Sometimes included as a part of the covenant not to compete or as a separate clause is a non-solicitation agreement. While the non-compete clause prevents the seller from performing accounting and tax work in general the non-solicitation agreement specifically identifies that the seller will not do work for the existing clients being transferred. It can also specify that the seller won’t recommend or suggest that the clients go to someone besides the buyer. In some cases the non-solicitation actually takes the place of the non-compete. However, it is probably best to use both.
Sometimes a non-solicitation clause will spell out a penalty for breaking the agreement. For example, there could be wording that if the seller does do work for or solicit work from an existing client that he/she would have to compensate the buyer 150% of one year’s gross fees from that client.
While non-compete clauses and non-solicitation clauses are standard for the seller the matter gets stickier when it comes to employees. Requiring such agreements from all employees or key employees before a deal can be made can get complicated. One, the employees may never have had a non-compete with the owner so might become suspicious of having to do one for the buyer. It may be like asking someone to sign a pre-nuptial agreement! Two, often the employees have not even been told of a possible sale. Three, it does happen sometimes that the employees can then hold the owner hostage in the deal by refusing to sign a non-compete agreement. Four, such agreements for employees may require compensation or bonuses in order either to be enforceable and/or to entice the employee to sign them.

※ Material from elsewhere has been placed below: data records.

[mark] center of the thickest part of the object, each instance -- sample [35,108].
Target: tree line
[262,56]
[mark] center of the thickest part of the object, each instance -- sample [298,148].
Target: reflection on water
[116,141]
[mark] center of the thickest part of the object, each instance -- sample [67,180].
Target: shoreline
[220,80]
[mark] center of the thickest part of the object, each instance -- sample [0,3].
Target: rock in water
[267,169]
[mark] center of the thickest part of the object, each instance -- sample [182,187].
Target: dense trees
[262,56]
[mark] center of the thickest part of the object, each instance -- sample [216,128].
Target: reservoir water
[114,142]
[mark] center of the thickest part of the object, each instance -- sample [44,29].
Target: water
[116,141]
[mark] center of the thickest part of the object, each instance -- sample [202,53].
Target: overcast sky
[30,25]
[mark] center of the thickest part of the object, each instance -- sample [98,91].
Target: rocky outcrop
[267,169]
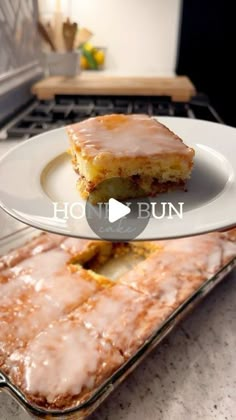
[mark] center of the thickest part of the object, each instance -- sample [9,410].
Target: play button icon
[116,210]
[115,220]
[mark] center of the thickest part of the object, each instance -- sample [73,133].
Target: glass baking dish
[83,410]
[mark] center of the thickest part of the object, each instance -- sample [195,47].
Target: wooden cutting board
[180,88]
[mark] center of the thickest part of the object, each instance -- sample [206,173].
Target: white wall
[141,35]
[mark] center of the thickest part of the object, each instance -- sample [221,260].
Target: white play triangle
[116,210]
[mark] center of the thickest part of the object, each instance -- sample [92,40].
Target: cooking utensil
[58,23]
[45,35]
[69,31]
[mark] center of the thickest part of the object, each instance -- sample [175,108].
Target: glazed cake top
[127,136]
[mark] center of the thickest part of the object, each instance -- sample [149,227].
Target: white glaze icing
[64,360]
[122,135]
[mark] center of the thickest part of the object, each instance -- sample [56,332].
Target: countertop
[190,376]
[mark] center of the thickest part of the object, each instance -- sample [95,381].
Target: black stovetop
[40,116]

Buyers and sellers need to do their research on how much, if any, of the purchase price should be allocated to the non-compete agreement. There are tax implications for both parties.
But there can also be legal implications tied to the enforceability of the agreement and the ” cost” of the agreement. It is recommended that both sellers and buyers engage their own attorneys in regards to non-compete agreements and other legal matters associated with the sale/purchase. Jurisdictions have different views and interpretations on non-competes, how they can be written and how they can be enforced.
Just from this it is easy to see that non-compete agreements and non-solicitation agreements are essential but also somewhat complicated. Please use professionals in helping with your sale or purchase.